Picasso Sculpture, Richard J. Daley Courthouse, Chicago, Illinois (scanned from black and white photo). Source – Wickersham’s Conscience

First, we watched as a geezer stuck his head out of the closed courtroom doors and asked the crowd waiting to come in, “Who’s first?”

One person said “Twenty.”

Another said “Thirty.”

The first person said “Forty.”

There was a short silence. The old geezer asked, “Who’s second?”

Someone said, “Twenty.”

You didn’t have to be a sophisticated litigator, or watch the money change hands, to figure out the that courtroom clerk was auctioning the calendar, the order in which cases would be heard. When U.S. Attorney James “Big Jim” Thompson broke up the Daley Machine, it turned out that a third of the auction proceeds went to the judge, a third to the clerk and the rest to the Daley Machine.

Mind you, this was the first thing we watched.

Second, after watching the civil calendar, we were invited back to the chambers of the presiding judge. He was affable, encouraging and morbidly obese. He answered our questions, encouraged us to apply for judicial clerkships on graduation and to study hard. A week later, he had been indicted for soliciting and accepting bribes. Three months later, he plead out to a deal that put him in prison for five years.

Third, we watched two hours of a judge-tried criminal trial, in front of a different judge. At the end of the trial, the judge found the defendant guilty. His attorney stood and asked, “Your Honor, the usual motions, please.”

The judge said, “Granted.”

And the defendant was handcuffed and taken off to jail.
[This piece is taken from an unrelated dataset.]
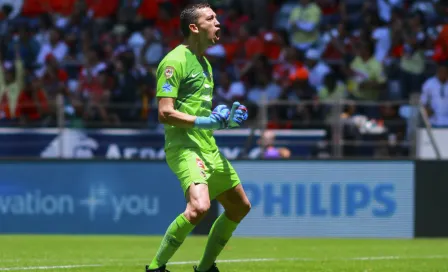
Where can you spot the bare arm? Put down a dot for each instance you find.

The “usual motions,” it turned out, were to be excused from standing near your client and for cash bail to be forfeited to pay the defense attorneys’ fees. Half the cash bail went to the defense attorney; the rest was split between the trial judge and the Daley Machine.

The delegates to the Alaska Constitutional Convention were sharply aware of the real perils of a politicized judicial system. It wasn’t as if Cook County’s corruption was a secret in 1972, or unique in America. Some of the Alaska delegates had lived through the Judge Arthur Noyes scandals in Nome, best described in Rex Beach’s 1906 novel, The Spoilers. They designed a system intended to minimize the risk of political corruption or undue influence of the judiciary.

And it has been highly successful. True, the judges don’t always rule the way the litigants want. More than one judge rejected WC cogent, well-considered, nearly irrefutable arguments and ruled the wrong way. But that’s no reason to throw the system out with changes to the Alaska Constitution.

We don’t need judges who are political appointees. We don’t need an Alaska version of the Daley Machine, or Tammany Hall, or any of the other corrupt judicial systems that have plagued America. Alaska gets good, smart, hardworking and honest judges. There’s nothing about Alaska’s judicial selection process that an honest man our woman would want to change.

WC no longer lives in Alaska, but if you want the advice of someone who lived there 61 years and practiced law in front of Alaska judges for 45 years, you’ll vote against the proposed constitutional convention.

Source: Wickersham’s Conscience


1 Known today, without a trace of irony, as the Richard J. Daley Courthouse. The one with the Picasso sculpture in front. The one that the Blues Brothers drove into near the end of the movie.